Monday, July 23, 2012

This is how it's supposed to work

I think I finally found my answer to the people who respond to the news that L and O are leaving us with a concerned look, a gentle hand on my arm and a soft-spoken, "but how are YOU doing?"

This is how it's supposed to work.

These two children spent over a year in my home. I've taken them to school, I've scheduled their appointments, I've soothed their fears, I've cleaned up their vomit. I've documented and reported every nightmare, every difficult question, every inappropriate comment made on a phone call. I've raised them for over a quarter of O's life. And I will miss them when they go.

But, from the beginning, I have known that there was family out there that loved them, that wanted them, that was fighting for them. This was never a potential foster-to-adopt case, no matter how frustrated I (and the court) sometimes got with the family. 

Is BioMom a perfect parent? No. But if children only stayed with perfect parents, there wouldn't be an intact family in the world.

Will she continue the work we've done to teach L that she's not O's parent? Probably not. I suspect that L will spend the next ten years or so of her life being Mom's babysitter. She won't be the first oldest-child to do so.

Can BioMom and BioDad continue to work together to provide their kids with everything they need once they know that DFCS isn't watching every move and hearing everything they say to the kids? I don't know.

But none of that is appropriate for me to share with the well-intentioned souls who have loved these children as members of my family and who are now questioning how I will feel about "letting them go." And they will be safe. And loved.

This is how it's supposed to work.

At the root of it all, I am at peace with their return home. I hope and pray that this year of not having her kids with her have helped BioMom grow up some and get her feet under her more firmly. I trust that God has a plan for these kids and their extended family and I try to be confident that I have fulfilled the role He had for me in their lives. I wonder, somewhat wistfully, whether the image of the relationship Mr D and I have will ever surface in L's teenage or young adult mind when she's faced with choices about what kind of man she wants in her life; I'd like to think that, somewhere, she will decide that she wants what we have -- stability, respect, support -- rather than what her mother has had to struggle through on her own. I want that for her.

But what I want is not at issue here. What is "best" for the kids may not even be at issue here, depending on how you define "best." As arrogant as it sounds, they would get better parenting with us. They might have more opportunities for extra activities that cost money and take time with us. But those are not reasons to remove children from their families. BioMom has worked hard to fix the parts of her life that were reasons to remove them, and she has succeeded. It's time for them to go home.

This is how it's supposed to work.

The case isn't over.
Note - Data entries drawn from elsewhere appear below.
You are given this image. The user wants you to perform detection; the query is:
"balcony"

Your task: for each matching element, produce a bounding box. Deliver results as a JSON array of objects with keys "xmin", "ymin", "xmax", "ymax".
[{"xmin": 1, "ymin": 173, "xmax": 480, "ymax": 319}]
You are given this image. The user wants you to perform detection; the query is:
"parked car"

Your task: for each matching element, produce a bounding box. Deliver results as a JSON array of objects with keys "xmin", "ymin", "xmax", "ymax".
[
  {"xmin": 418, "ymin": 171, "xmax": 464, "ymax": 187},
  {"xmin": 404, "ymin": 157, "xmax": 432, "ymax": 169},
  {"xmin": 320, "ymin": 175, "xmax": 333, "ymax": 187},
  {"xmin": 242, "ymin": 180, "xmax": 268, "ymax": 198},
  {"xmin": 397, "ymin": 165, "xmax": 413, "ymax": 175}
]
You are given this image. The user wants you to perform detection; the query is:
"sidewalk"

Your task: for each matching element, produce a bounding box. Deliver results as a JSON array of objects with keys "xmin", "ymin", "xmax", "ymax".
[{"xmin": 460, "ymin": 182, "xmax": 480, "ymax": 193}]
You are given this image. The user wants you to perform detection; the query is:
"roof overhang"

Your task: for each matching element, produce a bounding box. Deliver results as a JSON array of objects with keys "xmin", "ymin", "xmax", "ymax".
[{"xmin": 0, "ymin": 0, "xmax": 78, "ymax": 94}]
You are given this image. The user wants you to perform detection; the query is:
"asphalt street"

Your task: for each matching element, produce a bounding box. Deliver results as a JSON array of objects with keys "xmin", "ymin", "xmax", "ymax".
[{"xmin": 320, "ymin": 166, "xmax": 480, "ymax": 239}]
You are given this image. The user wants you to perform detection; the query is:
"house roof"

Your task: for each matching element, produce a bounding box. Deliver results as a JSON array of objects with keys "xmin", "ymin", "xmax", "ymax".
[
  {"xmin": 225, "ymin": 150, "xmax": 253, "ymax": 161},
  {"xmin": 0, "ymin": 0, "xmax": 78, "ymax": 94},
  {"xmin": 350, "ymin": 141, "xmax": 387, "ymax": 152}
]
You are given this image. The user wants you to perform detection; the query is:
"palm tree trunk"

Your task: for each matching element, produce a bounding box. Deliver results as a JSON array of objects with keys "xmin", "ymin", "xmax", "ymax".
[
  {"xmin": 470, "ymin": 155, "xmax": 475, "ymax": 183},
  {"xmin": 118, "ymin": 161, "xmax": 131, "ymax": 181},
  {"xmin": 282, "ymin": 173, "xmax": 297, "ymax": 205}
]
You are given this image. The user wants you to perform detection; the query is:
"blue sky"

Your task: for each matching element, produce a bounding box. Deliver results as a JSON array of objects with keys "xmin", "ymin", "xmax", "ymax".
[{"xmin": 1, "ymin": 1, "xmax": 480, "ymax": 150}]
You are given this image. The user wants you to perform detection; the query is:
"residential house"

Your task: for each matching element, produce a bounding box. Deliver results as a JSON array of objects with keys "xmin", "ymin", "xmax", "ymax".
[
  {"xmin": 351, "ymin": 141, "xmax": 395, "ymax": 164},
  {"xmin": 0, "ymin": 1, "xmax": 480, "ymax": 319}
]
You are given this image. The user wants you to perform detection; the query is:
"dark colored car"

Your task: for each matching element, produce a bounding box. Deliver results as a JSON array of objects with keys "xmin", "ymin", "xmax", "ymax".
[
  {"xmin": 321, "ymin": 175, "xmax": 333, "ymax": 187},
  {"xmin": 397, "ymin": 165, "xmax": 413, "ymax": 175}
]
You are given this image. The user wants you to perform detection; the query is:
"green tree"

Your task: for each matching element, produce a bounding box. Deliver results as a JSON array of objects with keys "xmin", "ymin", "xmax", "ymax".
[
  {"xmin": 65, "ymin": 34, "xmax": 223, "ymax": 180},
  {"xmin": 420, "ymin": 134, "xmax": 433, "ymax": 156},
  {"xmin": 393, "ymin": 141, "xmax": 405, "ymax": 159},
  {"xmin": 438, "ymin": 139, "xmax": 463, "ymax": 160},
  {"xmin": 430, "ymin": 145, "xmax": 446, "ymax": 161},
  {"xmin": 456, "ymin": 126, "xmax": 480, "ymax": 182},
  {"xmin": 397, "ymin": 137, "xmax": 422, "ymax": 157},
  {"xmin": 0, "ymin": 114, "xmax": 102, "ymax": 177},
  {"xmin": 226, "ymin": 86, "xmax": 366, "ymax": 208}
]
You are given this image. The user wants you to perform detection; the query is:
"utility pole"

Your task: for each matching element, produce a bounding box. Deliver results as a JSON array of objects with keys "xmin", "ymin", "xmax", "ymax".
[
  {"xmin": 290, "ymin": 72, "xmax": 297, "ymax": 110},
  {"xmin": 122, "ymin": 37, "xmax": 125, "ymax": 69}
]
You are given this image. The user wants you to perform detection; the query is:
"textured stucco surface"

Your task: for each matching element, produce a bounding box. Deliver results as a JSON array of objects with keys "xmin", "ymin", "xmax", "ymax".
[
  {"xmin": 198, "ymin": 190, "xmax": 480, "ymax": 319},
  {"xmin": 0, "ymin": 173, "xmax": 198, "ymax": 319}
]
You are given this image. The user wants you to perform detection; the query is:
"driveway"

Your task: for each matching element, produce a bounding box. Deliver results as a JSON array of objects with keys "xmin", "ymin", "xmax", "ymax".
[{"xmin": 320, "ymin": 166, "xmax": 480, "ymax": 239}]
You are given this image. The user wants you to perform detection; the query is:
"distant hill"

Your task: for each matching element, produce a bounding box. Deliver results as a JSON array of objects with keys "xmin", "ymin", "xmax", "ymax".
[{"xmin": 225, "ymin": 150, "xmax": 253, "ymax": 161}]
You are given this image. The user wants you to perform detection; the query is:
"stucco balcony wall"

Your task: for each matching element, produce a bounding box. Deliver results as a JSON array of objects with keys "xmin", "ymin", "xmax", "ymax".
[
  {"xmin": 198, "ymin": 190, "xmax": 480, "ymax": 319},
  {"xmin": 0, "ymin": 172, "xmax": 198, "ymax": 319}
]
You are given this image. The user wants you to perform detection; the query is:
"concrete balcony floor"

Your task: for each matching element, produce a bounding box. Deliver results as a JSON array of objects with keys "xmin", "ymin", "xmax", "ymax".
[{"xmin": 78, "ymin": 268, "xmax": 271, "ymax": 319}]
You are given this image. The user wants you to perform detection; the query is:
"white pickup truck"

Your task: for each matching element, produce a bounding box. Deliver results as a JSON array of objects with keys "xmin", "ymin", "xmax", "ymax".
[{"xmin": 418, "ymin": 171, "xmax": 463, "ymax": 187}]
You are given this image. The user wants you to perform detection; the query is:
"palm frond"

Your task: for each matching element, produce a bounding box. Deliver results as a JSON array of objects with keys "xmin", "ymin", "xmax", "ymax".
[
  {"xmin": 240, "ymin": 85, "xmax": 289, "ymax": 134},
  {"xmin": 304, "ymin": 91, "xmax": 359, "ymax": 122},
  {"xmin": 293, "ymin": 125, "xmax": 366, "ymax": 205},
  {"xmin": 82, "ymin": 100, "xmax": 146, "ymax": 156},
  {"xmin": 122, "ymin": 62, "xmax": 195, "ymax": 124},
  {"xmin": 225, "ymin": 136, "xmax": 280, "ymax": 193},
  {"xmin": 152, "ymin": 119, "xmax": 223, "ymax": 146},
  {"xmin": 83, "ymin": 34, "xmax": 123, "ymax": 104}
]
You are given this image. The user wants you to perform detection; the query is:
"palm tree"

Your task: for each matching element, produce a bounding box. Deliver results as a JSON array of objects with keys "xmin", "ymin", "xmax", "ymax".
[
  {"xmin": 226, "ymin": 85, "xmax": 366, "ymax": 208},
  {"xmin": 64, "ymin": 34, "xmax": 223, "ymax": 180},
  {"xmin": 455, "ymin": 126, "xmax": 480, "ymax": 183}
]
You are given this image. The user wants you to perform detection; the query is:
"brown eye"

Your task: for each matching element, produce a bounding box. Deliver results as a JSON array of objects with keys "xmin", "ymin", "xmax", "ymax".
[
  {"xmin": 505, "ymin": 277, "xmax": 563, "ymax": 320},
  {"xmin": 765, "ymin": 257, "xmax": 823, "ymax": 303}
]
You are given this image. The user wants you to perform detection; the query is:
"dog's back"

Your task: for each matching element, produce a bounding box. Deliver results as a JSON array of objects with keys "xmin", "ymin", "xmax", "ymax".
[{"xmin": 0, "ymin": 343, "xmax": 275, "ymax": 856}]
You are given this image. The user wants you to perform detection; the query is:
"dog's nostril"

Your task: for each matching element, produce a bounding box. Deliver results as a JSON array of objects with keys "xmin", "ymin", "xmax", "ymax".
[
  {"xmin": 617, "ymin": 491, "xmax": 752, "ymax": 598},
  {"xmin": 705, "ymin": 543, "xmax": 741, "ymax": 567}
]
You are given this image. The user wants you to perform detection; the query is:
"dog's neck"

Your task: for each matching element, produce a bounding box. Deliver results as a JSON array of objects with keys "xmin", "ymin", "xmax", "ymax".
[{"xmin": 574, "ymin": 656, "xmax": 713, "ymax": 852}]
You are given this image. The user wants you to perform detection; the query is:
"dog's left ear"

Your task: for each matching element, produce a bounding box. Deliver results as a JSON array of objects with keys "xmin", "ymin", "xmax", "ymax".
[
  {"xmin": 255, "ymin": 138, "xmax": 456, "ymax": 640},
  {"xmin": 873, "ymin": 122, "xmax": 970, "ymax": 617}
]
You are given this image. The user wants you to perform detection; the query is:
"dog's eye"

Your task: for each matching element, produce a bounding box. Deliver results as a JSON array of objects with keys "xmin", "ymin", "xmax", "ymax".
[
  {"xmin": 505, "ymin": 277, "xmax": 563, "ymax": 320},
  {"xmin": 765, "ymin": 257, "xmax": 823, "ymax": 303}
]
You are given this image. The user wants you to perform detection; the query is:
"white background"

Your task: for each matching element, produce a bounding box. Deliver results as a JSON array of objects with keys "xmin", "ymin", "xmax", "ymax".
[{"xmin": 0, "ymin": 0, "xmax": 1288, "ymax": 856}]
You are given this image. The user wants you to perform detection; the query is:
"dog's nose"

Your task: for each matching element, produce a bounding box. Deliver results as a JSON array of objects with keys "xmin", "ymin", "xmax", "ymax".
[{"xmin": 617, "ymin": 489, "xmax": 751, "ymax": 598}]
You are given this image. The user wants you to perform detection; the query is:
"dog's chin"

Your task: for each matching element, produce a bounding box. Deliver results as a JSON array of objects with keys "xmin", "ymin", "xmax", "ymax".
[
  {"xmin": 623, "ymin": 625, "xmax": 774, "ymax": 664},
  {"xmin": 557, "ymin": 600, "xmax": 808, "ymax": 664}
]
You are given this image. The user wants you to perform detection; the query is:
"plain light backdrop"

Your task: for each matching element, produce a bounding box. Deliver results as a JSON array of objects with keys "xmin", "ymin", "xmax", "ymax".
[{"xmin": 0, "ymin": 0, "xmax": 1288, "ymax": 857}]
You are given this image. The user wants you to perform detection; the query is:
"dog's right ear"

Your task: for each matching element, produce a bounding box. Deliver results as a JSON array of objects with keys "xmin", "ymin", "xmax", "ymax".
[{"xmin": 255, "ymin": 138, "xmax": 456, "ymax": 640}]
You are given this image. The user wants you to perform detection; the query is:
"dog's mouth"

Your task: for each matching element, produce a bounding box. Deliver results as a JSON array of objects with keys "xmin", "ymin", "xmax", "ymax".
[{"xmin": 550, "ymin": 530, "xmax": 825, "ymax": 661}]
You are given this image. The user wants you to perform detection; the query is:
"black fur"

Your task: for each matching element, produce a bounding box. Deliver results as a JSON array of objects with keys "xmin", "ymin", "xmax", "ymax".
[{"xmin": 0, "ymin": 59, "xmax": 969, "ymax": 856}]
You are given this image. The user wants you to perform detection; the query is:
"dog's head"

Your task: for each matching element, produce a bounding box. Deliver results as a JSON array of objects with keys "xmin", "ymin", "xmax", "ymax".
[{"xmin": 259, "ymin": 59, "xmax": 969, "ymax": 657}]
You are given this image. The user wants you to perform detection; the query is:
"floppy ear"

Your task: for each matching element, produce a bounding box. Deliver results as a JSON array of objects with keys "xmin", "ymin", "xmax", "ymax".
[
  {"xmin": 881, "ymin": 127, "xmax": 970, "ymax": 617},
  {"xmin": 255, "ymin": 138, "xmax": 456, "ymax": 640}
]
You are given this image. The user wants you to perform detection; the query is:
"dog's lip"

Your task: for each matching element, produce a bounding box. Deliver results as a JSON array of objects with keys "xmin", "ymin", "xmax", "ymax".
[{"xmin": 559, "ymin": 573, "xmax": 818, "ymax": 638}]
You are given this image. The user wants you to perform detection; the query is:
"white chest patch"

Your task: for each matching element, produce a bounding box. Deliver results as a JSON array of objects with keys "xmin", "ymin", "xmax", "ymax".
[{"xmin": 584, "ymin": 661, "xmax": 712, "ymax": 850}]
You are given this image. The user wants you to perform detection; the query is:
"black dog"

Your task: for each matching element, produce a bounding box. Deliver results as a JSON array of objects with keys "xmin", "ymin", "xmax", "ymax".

They are returning home, but the case will remain open. County CW will be dropping by their home unannounced, as will the CASA. There are provisions in the court order that will make it easy for CW to pull them back into care if certain changes BioMom has made are not maintained. If that happens, I am certain they will call us to take them back. I don't yet know what we will say, but that's another post for another day. For now, I am thinking positive, cheering BioMom on to continue the improvements she's made in her life for their sake, and only saying one thing:

This is how it's supposed to work.

Tuesday, July 3, 2012

Successful Hurdle Leaping!

A few hours after my last post, I got a phone call. It's not all the answers, but it did tell me that BioMom has successfully crossed the last "t". It was safe to tell the kids the transition plan.

And it was safe to begin transitioning their possessions back to BioMom's house with each visit.  (They have a lot of possessions, so knowing we'll have 4 or 5 trips to get everything moved is reassuring.)

Doing the Happy Dance.

Everyone asks me if it isn't going to be "so hard" to "let them go."

Maybe it will be when the real day comes.

But, right now? Right now, I am so excited for their BioMom, who has worked her rear end off for months and never missed a chance to visit with her kids. Right now, I am thrilled for these children who have wanted this whole year to "go home" even though "home" was never a place to them--it was a person. Right now, I am ecstatic for my own biological family, which has been wearing thin and needing a prolonged break from the behaviors of L and O.

Right now, I am dancing in the streets.

"A few days"


It's been a week since they said "a few days". Now they're saying "maybe by the end of the week."

And I still can't tell the kids anything.

And I still can't plan for anything either as a foster family or as a biological one since I don't know exactly when these transitional visits will be.

And I still have kids jumping out of their skin because they don't know what's going to happen when and I can't tell them.

And the caseworker is ignoring me when I ask for status updates of how that last thing BioMom had to do is going.

And I'm exhausted and overwhelmed and HATING THIS SYSTEM!!!